"Menyalin". Menulis ulang. Hal itu yang penulis rasakan, saat membaca kembali dua tulisan sebelumnya, yang ini dan ini. Apa karena saking "nge-fans"nya, pada pak Dahlan Iskan, maka penulis hanya mampu "menyalin", menulis ulang, tulisan-tulisan pak Dahlan Iskan, dalam dua tulisan tersebut.
Pengaruh tulisan-tulisan pak Dahlan Iskan, sejak masih di Jawa Pos dulu, era CEO Note (saat pak Dahlan Iskan menjadi Dirut PLN), Manufacturing Hope (Pak Dahlan Iskan menjabat Menteri BUMN), New Hope, hingga saat ini di disway.id, ternyata terlalu melekat, untuk sekedar dijadikan referensi. Maka yang terjadi adalah "Menyalin". Menulis ulang, tadi.

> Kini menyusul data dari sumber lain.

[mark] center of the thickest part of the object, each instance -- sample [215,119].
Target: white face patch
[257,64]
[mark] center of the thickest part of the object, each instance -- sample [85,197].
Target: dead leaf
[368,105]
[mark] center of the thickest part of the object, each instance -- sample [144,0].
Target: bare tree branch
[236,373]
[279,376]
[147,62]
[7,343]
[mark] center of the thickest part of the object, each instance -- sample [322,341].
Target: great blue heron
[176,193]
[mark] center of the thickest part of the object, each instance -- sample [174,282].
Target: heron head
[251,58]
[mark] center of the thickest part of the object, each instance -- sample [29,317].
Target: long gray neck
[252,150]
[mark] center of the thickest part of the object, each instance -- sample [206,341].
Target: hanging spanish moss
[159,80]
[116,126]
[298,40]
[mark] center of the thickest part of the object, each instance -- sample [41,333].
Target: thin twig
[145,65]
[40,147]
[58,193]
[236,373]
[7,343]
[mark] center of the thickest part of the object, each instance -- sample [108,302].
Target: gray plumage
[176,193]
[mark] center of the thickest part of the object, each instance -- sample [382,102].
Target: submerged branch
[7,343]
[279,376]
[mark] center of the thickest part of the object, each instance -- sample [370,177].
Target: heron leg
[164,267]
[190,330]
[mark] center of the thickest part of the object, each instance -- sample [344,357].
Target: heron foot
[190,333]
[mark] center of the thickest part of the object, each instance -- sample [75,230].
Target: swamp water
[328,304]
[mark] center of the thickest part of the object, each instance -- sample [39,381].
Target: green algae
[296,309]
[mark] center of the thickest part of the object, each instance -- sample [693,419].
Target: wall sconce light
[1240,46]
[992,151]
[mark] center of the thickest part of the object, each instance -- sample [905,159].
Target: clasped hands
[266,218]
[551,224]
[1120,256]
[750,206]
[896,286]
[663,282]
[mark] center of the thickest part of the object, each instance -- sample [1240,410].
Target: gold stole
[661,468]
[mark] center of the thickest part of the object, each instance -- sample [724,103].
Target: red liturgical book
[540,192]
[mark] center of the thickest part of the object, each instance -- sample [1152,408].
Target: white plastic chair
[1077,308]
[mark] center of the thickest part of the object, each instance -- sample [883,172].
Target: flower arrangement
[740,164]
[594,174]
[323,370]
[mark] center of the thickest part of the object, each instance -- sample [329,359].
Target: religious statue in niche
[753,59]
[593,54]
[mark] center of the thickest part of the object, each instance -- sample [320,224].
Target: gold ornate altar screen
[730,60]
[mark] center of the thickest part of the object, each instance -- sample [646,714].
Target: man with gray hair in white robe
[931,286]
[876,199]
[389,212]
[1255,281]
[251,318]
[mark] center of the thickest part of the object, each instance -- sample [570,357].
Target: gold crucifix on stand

Tulisan ini, mencoba untuk tidak "menyalin", atau "menulis ulang", apa-apa yang sudah ditulis oleh Pak Dahlan Iskan. Salah satu "pengaruh", yang tertanam di benak penulis, dari Pak Dahlan Iskan, yang banyak menulis tentang Tiongkok, (hingga ditulis berseri di website disway.id, di sini, sini, dan sini), adalah untuk "Melawan" Tiongkok, dengan cara "memanfaatkan", bukan membenci.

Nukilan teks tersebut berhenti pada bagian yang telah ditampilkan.